Browne was responding to calls – in the wake of the Grade Six National Assessment results – for public schools to adopt the same system as private schools like high-achieving Baptist Academy in order to improve their success rate.

But the educator explained on yesterday’s Observer AM show that, although there are some practices public schools can emulate from their fee-paying counterparts, public schools have different challenges.

“People must understand that in the public education system we run an inclusive system,” Browne said.

“We say that in order for you to enter primary school you come with two things – your birth certificate and your immunisation card – and you gain acceptance. That is what the law says.

“We cannot in the public school system say to students, come write an entrance exam and if you don’t make it then you have to find an alternative. We are in the public education system so when schools exclude other people through those kinds of practices, the public education system is the alternative.

“There is where they come, they come to us and we have to do the best we can,” he explained.

Browne said it is frustrating when those who understand how the system works try to compare a public and private school.

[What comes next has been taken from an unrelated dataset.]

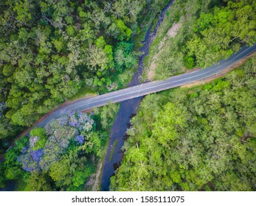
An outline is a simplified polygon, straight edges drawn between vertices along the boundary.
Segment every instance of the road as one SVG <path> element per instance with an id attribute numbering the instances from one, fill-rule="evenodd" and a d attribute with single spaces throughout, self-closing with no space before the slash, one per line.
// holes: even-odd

“I am not knocking an institution that says that they are catering for high flyers; I have no issue with that. I have no issues with persons who don’t know about education and so on and they say maybe you should learn from certain institutions.

“I have no issue with people who don’t know, but I have an issue when people who know better, who understand education, seek to compare … a public school that offers an inclusive education to a school where if you don’t make a certain grade, you can’t come, if you can’t maintain a certain average then you can’t come,” he added.

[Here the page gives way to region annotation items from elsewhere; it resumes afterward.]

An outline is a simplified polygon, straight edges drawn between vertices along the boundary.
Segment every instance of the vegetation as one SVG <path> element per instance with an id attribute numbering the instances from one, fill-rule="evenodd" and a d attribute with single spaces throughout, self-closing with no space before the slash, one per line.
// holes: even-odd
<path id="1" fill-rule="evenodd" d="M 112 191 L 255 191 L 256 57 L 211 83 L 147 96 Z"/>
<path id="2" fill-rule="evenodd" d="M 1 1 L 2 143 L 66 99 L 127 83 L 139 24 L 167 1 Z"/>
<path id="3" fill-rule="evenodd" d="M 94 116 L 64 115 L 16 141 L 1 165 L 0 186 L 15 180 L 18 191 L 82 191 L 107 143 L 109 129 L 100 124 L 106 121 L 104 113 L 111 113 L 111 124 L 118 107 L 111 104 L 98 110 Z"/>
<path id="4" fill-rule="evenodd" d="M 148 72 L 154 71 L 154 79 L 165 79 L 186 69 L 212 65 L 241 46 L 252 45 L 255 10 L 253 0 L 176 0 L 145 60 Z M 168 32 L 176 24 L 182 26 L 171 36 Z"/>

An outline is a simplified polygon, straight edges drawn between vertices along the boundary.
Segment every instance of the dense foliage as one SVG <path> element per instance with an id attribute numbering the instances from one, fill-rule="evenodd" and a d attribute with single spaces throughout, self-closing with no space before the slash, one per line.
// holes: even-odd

Browne said there are several other factors like delinquent parents and language barriers that the public schools have to deal with that can also affect academic performance rates.

But the recent Grade Six National Assessments have shown that despite those factors the public school students performed well.

“In our public schools, there are plenty people and you can go ask the deputy principal of the Greenbay Primary School, Mrs Claudina Charles, how many breaks on a daily basis the kind of breakfast programme that they have to run to help children.

“You ask the people in Golden Grove and the surrounding areas how many of those students come to them and can’t speak a word of English. When you ask for the birth certificate it says Antigua and Barbuda but they are talking a different language. They are probably talking Spanish but we have to work with them.

“When you call some parents, you don’t see them. It’s teachers who end up being surrogate parents for these children but yet they come to school, teachers help them and they perform,” Browne added.

A total of 770 public school students sat this year’s exams with the sixth spot in the top 100 being claimed by Kezia Thomas of the government-run Old Road Primary School.